The vegetation in the Minami-Alps Biosphere Reserve clearly shows the characteristics of a vertical distribution from the hills to the higher levels. Recorded plants growing at altitudes above 800 meters in the Minami Alps include 1,635 species of tracheophytes, 248 species of mosses, and 98 species of lichens. The fauna in this area includes 39 species of mammals, 102 species of birds, 9 species of reptiles, 9 species of amphibians, 10 species of fish, 45 species of shellfish, and 2,871 species of insects.

==Socio-economic characteristics==
The Minami-Alps Biosphere Reserve is an area of long-standing human habitation with a population of approximately 122,389 since 2010. However this is 2,000 less than the number in the year 2000. Around 60% of the population lives in Minami-Alps City, yet, with the exception of this city, the region is suffering depopulation, with significant outflows of people. For a long time, people have maintained their livelihood using the rich forest resources within the biosphere reserve through processing and transporting wood, digging for gold, controlling water flowing from the mountains and floods with soil and water conservation projects, thus turning the resulting fertile land into cultivated fields. With the difficulty of growing rice in the mountain valleys, varieties of millet, buckwheat, azuki beans, and paper mulberry (for making Japanese paper), and so on have been grown on burnt fields.

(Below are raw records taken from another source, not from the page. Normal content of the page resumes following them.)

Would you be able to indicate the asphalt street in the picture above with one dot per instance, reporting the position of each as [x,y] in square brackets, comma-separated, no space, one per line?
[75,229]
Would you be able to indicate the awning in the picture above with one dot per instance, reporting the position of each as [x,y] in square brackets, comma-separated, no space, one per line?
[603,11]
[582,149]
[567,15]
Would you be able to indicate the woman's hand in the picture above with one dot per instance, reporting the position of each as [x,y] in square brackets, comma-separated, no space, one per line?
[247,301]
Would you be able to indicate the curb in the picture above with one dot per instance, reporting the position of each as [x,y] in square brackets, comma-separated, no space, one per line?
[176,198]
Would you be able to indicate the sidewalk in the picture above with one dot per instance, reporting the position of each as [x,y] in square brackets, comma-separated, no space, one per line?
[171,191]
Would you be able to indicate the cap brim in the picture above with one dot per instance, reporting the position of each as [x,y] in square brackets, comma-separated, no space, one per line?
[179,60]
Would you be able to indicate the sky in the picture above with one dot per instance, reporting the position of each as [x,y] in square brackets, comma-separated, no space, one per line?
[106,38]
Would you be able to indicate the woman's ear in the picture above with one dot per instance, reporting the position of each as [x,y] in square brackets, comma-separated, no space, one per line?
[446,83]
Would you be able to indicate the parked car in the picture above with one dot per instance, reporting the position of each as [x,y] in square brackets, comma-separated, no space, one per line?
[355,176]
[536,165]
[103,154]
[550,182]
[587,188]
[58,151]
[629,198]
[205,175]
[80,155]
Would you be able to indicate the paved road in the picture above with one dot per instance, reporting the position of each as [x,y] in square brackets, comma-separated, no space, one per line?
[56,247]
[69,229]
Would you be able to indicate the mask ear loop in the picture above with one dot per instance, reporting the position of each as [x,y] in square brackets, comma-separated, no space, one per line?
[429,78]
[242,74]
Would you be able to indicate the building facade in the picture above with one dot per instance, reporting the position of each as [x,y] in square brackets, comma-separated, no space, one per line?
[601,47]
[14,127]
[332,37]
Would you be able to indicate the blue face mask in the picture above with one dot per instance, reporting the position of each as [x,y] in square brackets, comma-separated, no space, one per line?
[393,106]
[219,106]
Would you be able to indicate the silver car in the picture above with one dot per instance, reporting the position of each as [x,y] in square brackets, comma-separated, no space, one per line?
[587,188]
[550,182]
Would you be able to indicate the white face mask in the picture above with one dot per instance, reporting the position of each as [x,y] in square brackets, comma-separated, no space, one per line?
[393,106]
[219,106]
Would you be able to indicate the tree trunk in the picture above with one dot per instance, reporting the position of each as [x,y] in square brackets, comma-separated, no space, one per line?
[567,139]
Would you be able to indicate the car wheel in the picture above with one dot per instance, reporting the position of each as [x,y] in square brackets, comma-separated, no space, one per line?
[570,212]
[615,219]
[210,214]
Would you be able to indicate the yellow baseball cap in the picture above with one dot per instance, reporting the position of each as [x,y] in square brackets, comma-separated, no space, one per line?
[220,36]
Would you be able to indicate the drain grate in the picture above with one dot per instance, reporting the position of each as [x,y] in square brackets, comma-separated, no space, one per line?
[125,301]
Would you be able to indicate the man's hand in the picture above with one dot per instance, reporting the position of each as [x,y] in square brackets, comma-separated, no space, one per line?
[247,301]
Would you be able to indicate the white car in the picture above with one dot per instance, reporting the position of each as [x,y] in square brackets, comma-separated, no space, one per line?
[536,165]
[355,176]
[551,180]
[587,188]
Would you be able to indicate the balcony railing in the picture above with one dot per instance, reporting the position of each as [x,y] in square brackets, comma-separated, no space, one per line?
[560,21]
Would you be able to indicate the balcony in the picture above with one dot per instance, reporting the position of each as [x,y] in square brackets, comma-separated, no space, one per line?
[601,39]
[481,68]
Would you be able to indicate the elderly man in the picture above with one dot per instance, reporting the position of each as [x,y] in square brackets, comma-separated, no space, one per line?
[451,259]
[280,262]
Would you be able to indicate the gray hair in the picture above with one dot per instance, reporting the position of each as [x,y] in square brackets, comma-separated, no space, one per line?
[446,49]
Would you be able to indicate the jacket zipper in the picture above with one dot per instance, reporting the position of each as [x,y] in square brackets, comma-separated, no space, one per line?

Areas in the lowlands along the rivers or on the alluvial fans in the transition areas are used as agricultural land. There are rice paddies in Nagano and Shizuoka prefectures for growing rice, and orchards in Yamanashi for growing fruits like grapes and peaches. The Minami-Alps foothills are also used to grow rice, fruit, tea, and other crops that make use of the soil environment. In the Fuji River area (Hayakawa Town), an old fishing method using bamboo cages in rivers to catch Japanese mitten crabs (as well as ayu, eel, dace, carp, and catfish) is still in practice. The charr and amago trout that are caught in the streams have long been an important source of protein for the local residents. Another popular business is the lunchboxes known as Ikawa Mempa which is a traditional folk art that melds bentwood and lacquering techniques, a complex process that is still used today.

Minami-Alps City engages in extensive fruit cultivation, making it possible to taste freshly-picked fruits including cherries, peaches, plums, and grapes. This area is also the origin of a special variety of plum called the Kiyo, registered by Guinness as being the best plum in the world (2012). It is over three times the size of a regular plum, and sold as a high-end product in Tokyo. The Minami-Alps Biosphere Reserve contributes to the revitalization of the region by working to increase both quality and brand recognition, as well as the production of agriculture, forestry and fishery products unique to the region, relying on the natural features of the Minami-Alps. The rich natural environment around the mountains is currently used for activities such as hiking, walking, nature-watching, camping, fishing, and skiing, with many resources that could also be used for tourism.